NYC Tests LED Powered Street Lights

NYC Tests LED Powered Street Lights

New York City will begin testing new LED powered street lights starting tomorrow in a pilot project that may result in all 300,000 sodium based street lights being replaced with the more energy efficient LED ones.

LED lighting has advanced significantly over the last few years. They are not only only great for lighting up your geeky looking computer case but are now bright enough and efficient enough to use as everyday lighting. Audi has even incorporated LEDs into its headlights on its R8 sports car for its day time running lights and has plans to introduce it to other new models starting next year.

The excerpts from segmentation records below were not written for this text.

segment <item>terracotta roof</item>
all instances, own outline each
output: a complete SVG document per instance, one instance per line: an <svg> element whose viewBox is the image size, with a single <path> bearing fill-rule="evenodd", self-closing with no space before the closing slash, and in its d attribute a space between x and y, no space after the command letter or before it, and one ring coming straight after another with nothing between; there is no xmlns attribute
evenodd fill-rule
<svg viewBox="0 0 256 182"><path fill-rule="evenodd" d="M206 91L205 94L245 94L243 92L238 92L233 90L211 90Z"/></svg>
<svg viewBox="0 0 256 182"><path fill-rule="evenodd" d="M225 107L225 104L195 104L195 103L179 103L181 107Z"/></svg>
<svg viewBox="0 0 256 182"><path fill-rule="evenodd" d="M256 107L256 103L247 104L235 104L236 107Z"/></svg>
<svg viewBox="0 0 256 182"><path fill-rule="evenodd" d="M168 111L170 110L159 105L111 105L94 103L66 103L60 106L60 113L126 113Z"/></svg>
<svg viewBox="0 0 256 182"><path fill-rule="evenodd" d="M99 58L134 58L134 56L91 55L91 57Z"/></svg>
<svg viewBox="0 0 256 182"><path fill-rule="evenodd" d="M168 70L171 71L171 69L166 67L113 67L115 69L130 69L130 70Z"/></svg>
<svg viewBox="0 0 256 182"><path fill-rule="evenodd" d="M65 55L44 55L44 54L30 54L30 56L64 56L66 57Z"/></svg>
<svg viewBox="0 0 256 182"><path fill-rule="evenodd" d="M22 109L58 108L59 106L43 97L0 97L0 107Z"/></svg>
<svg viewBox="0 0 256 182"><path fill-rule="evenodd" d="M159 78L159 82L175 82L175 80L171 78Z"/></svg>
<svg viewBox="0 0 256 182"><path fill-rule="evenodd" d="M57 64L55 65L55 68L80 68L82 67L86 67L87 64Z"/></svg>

Georgetown, a small town in Ontario is also testing LED based lighting. Unlike New York City, Georgetown has opted to test LED lights on its pathway systems by building three separate test zones. Each zone will be individually metered so town officials can calculate the energy savings. The first zone will be lit entirely with LED pathway lights, the second zone will be a mix of LED and traditional lighting and the third zone will be lit with traditional lighting alone. The three zones will provide actual field test results on how effective the LED lighting is, and how compatible it is with traditional pathway lighting systems.

While NYC is much larger than Georgetown, it is conducting a far smaller test by only installing 6 LED street lights. City officials have not determined where the new lights will be installed for testing, nor have they committed to switching to LED based street lights after the tests are complete.

The bulbs themselves for this $1.175 million contract are being designed by Lighting Science Group and the company expects that for each pole and light source that is replaced, the payback period for the city will be two to three years. Not only will the city reduce its power usage 25 to 30 percent, but the bulbs will last 50,000 to 70,000 hours. Today’s sodium lamps are rated at 24,000 hours, which means at that point half of them are dead.

The testing involves more than just swapping the old bulbs with LED bulbs. The city will be testing new light poles that have a new sleek design that has built in channels for hanging accessories like street signs, flags, flower baskets, etc. The light poles can also hold multiple lenses to direct the light into various places. For example, 75% of the light can be directed to the street while 25% is directed to illuminate the sidewalk.